Protes dan serangan terjadi bertubi-tubi hingga menyentuh klimaksnya pada 12 Desember 2010. Yohanes dan Binanga sempat menyebut bahwa dalang dari protes ini adalah sebuah organisasi di bawah FPI. Warga beramai-ramai mendemo Bajem Rancaekek dan menutupnya. Namun, penutupan ini tidak berdasar. Pemerintah kabupaten berdalih bahwa penutupan ini berdasarkan oleh kemauan warga. Rumah ibadah juga dilempari. Dua orang warga mencoba menghalangi lemparan, tetapi didorong oleh massa sampai jatuh ke selokan.
“Saya ngomong, ‘Pak, tolonglah, carikan kawan untuk minta izin biar gampang bagaimana.’ Dia bisik-bisik, ‘Wah, Pak, maaf. Kembali ke prinsip, kita tidak bisa secara vulgar membantu pengadaan gereja.’ Jadi, sudah nggak tahu hukum apa yang dipakai.”
Keesokan harinya, diadakan operasi alat-alat gereja. Yohanes melawan dan mengatakan bahwa semua barang umat adalah tanggung jawab yang besar. Barang-barang gereja kemudian dipindahkan ke GKI Taman Cibunut.
“Saya dicari dan saya datang. Ada dosen (nama universitas disamarkan) bilang, ‘Ini bukan tempat ibadah.’. Saya nggak diam diri. ‘Saya sudah dari tahun 94. Saya sudah ke (pemerintah) kabupaten, suratnya dijawab saja nggak. Padahal, kami ke sana dengan data.’”

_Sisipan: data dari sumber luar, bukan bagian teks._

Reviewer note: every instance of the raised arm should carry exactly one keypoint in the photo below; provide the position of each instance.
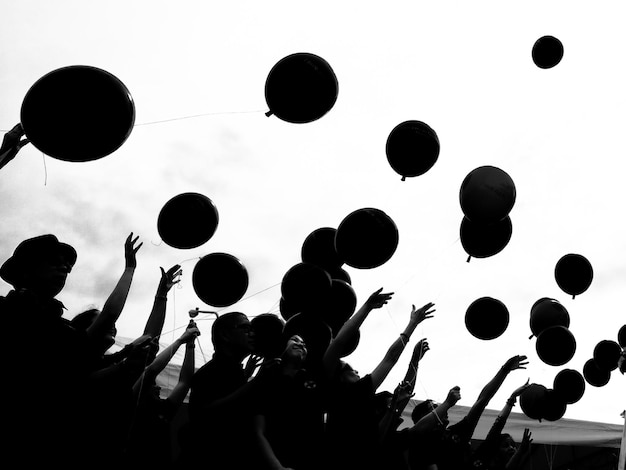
(379, 374)
(350, 327)
(156, 320)
(117, 299)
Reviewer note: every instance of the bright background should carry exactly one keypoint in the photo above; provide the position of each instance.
(463, 67)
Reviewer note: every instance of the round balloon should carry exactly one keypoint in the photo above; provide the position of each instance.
(187, 220)
(301, 88)
(532, 400)
(319, 249)
(573, 274)
(366, 238)
(570, 385)
(594, 375)
(78, 113)
(547, 312)
(484, 240)
(606, 354)
(220, 279)
(486, 318)
(412, 148)
(547, 52)
(306, 286)
(555, 345)
(487, 195)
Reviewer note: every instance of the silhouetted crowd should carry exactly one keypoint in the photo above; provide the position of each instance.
(269, 398)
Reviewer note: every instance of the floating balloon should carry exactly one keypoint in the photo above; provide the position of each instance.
(569, 384)
(573, 274)
(301, 88)
(319, 249)
(220, 279)
(555, 345)
(606, 354)
(547, 52)
(366, 238)
(486, 318)
(306, 286)
(547, 312)
(487, 195)
(341, 305)
(532, 400)
(594, 375)
(78, 113)
(187, 220)
(484, 240)
(268, 335)
(412, 148)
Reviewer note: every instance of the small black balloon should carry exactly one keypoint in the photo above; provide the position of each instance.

Yohanes bahkan sempat sampai ‘diadili’ di kantor kabupaten oleh Polres, Dandim, Wakil Bupati, dan Birokesbang. Yohanes juga dituduh melakukan kristenisasi.
“‘Bapak tahu, nggak, itu rumah?’ ‘Ya, saya tahu itu rumah. Mengapa tidak diberi izin?’ Tidak ada yang membela. Saya sampai bilang, ‘Bapak punya sampah? Sampah itu ada yang mengangkut dan ada tempatnya. Silakan kami dianggap sampah, (tetapi) dicarikan tempat. Kalau kami dianggap pelacur, pejabat memberikan lokalisasi. Bapak enak, lho, istilahnya (kalau) rel itu dibuat masjid, nggak masalah. Boro-boro rel, Pak. Tempat sampah yang bau, (jika) kami bangun (gereja) di situ, dibakar kayaknya.’”
Sejak saat itu, jemaat Bajem Rancaekek tidak bisa beribadah di sana lagi dan biasanya ikut beribadah di GKI Taman Cibunut dengan berangkat menggunakan bus yang disediakan gereja.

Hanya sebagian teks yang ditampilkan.